In March 2024, Mongabay Latam and Ciper published a joint investigation into how a boric acid mining company that operated within protected zones of the Surire Salt Flat — a biodiversity hotspot in northern Chile — was being managed by Chile’s Environmental Superintendency.
Located in the Andes at over 4,200 meters above sea level, the Surire Salt Flat is a Natural Monument and part of the Lauca Biosphere Reserve. It serves as a critical breeding ground for three threatened flamingo species: the Andean, James’s, and Chilean flamingos.
A reporting team from Mongabay Latam and Ciper analyzed a trove of more than one million emails sent between top executives of the mining company. These emails — leaked by the Guacamaya hacker collective — spanned over a decade and revealed conversations discussing plans to relax environmental restrictions to enable mineral extraction in sensitive zones. These findings were cross-checked with official documents obtained through Chile’s transparency laws and supported by on-the-ground interviews with scientists, Indigenous leaders, and public officials.

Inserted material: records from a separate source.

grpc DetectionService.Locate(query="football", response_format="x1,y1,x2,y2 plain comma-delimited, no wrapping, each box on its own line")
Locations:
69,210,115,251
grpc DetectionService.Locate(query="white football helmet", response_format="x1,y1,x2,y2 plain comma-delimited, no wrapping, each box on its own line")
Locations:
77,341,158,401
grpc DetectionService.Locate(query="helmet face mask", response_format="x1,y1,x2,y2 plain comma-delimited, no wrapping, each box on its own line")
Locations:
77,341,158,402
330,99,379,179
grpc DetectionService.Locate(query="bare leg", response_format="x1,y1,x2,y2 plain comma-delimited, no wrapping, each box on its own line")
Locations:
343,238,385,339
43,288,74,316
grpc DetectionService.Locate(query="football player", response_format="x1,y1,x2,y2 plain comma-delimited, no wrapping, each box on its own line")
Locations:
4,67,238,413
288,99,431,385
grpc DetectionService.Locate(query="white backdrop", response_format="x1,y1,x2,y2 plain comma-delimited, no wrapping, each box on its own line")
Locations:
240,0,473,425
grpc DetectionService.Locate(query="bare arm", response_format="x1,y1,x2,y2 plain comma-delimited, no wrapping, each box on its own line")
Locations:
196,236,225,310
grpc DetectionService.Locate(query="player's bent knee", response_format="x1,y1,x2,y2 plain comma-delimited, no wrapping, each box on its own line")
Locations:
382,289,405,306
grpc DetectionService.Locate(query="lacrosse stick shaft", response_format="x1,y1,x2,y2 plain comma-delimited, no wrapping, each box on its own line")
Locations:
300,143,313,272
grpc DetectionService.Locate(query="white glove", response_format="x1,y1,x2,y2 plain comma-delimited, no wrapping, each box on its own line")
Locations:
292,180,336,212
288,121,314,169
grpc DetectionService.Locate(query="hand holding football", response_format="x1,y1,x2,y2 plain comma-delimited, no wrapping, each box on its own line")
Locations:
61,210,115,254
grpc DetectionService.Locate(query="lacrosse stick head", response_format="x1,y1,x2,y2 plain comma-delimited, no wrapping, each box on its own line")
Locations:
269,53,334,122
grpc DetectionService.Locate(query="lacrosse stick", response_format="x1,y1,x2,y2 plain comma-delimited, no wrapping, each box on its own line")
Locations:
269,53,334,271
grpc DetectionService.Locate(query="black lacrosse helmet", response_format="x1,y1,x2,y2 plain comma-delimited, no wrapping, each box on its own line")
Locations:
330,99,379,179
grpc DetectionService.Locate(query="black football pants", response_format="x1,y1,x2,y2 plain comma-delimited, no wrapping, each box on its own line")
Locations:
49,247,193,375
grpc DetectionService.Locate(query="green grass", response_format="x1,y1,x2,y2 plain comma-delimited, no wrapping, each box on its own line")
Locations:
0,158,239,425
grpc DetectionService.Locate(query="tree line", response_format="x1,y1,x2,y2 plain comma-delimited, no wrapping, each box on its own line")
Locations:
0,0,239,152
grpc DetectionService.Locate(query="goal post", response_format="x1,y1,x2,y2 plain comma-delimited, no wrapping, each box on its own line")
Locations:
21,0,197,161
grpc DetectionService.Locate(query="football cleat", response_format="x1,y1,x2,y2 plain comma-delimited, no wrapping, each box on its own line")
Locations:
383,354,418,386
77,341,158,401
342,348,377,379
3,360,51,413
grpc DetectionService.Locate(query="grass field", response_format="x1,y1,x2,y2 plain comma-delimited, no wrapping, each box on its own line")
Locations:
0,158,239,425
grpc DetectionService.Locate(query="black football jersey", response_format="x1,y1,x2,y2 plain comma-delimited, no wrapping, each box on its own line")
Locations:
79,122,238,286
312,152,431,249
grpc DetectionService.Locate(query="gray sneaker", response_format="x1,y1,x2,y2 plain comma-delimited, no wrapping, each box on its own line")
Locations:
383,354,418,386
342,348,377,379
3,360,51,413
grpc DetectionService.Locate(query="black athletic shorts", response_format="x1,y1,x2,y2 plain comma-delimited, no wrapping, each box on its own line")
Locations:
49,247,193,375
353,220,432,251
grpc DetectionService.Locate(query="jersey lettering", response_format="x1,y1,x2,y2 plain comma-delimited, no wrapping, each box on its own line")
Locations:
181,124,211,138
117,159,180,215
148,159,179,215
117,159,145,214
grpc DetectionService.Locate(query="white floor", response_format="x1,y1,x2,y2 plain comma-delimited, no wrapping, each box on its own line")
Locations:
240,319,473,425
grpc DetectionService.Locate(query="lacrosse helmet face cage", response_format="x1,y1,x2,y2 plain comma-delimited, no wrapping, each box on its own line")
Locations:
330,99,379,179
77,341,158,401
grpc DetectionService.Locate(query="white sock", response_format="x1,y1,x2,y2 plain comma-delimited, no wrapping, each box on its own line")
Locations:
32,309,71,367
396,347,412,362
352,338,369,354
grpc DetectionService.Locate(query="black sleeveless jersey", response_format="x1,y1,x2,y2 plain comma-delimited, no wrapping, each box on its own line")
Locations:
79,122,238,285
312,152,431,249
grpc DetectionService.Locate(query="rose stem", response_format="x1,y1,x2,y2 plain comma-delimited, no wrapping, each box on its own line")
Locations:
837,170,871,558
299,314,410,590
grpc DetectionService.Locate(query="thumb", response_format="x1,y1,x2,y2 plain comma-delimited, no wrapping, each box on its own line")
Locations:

The company in question denied all allegations, claiming Chile’s National Forest Corporation (Conaf), a state-owned, private nonprofit organization overseen by the Ministry of Agriculture, misinterpreted the law. However, the investigation found the company not only sought to reinterpret existing permits but also drafted a protocol that would have relaxed extraction limits. The protocol was never officially adopted, and Conaf later confirmed there was no legitimate agreement authorizing such changes.